El cine de Jafar Panahi es siempre interesante. Una persona comprometida desde sus inicios en Irán, con títulos como “El círculo” donde abordaba buena parte de las contradicciones y dureza del régimen de los “ayatollah”, bastión del chiismo.

Unos largometrajes que le condenaron a prisión y la imposibilidad de poder rodar, cosa que consiguió burlar filmando en la clandestinidad, y consiguiendo financiación en el extranjero, logrando películas tan meritorias como “Taxi Teherán” que le ha granjeado un importante prestigio en festivales internacionales.
Muestra de ello, es su nuevo filme “Un simple accidente” que llega con la vitola de la Palma de Oro en Cannes, entre otros méritos que desembocaron en nominaciones a los Globos de Oro en importantes categorías, cosa que no ha terminado de refrendar en los Oscar donde a pesar de lograr candidaturas a mejor guion original y cinta no estadounidense se ha quedado sin el de mejor película del año.
Aun así, esto no empaña su repercusión y el talento que despliega Panahi que sin demasiados medios consigue un trabajo brillante, reflexivo, profundo y no exento de calidad, a pesar de su limitado presupuesto.
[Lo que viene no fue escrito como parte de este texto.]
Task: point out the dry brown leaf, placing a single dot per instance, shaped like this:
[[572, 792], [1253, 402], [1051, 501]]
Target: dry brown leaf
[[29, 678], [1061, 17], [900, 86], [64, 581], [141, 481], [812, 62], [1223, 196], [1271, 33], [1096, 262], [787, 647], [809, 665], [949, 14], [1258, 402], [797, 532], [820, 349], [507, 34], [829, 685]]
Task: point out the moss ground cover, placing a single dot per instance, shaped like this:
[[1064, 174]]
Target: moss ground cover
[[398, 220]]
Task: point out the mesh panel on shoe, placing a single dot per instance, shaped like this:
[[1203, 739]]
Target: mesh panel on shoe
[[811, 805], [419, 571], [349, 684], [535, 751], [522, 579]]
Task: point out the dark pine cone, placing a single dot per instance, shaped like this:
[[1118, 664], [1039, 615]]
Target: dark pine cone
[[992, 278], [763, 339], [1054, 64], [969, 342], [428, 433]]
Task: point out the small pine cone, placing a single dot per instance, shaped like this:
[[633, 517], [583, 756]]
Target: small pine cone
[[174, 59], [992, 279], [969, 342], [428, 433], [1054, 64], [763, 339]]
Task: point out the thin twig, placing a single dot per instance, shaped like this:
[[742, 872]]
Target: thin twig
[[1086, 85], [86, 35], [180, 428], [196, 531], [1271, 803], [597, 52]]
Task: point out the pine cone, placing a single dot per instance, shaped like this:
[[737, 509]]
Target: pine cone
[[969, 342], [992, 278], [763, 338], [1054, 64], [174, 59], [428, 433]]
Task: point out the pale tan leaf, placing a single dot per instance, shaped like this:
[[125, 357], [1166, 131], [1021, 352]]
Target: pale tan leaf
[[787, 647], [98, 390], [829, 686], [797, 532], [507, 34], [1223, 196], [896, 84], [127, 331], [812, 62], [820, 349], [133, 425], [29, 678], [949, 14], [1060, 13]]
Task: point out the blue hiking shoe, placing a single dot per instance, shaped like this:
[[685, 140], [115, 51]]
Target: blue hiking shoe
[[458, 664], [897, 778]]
En este caso, nos plantea un dilema moral: un hombre descubre por casualidad a su torturador cuando estuvo encarcelado. Y las pruebas son nítidas pues el pérfido esbirro del poder tiene una evidente discapacidad física, por la que era conocido en la prisión. A pesar de ello, el ahora retenido niega su participación en los espurios hechos, por lo que el tipo al que esa condena le hundió la vida busca confirmación en otras personas que sufrieron el rigor del llamado “Patapalo”. Eso crea, una tensa situación donde unos buscan venganza y otros no convertirse en lo mismo que el régimen teocrático que les transformó.
Un tipo de cine que siempre suele funcionar pues hace pensar al espectador sobre la difícil capacidad de elección. Algo que en el cine contemporáneo ha trasladado a imágenes gente como Woody Allen con maestría desde “Delitos y faltas”, con títulos como “Match point”, “Irrational man” o su última producción “Un golpe de suerte”, entre otras. También la pasada temporada otro clásico moderno como Clint Eastwood nos dejó “Jurado nº 2”.
Jafar Panahi contribuye a ese género tan interesante aunque sus personajes no estén marcados por la tragedia, al tener capacidad de elección, por lo que su drama de dilema moral posee un espíritu más positivo que si la solución se debiese a un problema irresoluble. Algo que se agradece pues el propio Panahi fue represaliado y condenado al ostracismo, por lo que parece querer superar la venganza ante un criminal Estado como es Irán (sorprendentemente tiene ciertos apoyos en Occidente) dedicándose a lo que mejor hace que es filmar películas. Ahí es donde radica su necesaria crítica.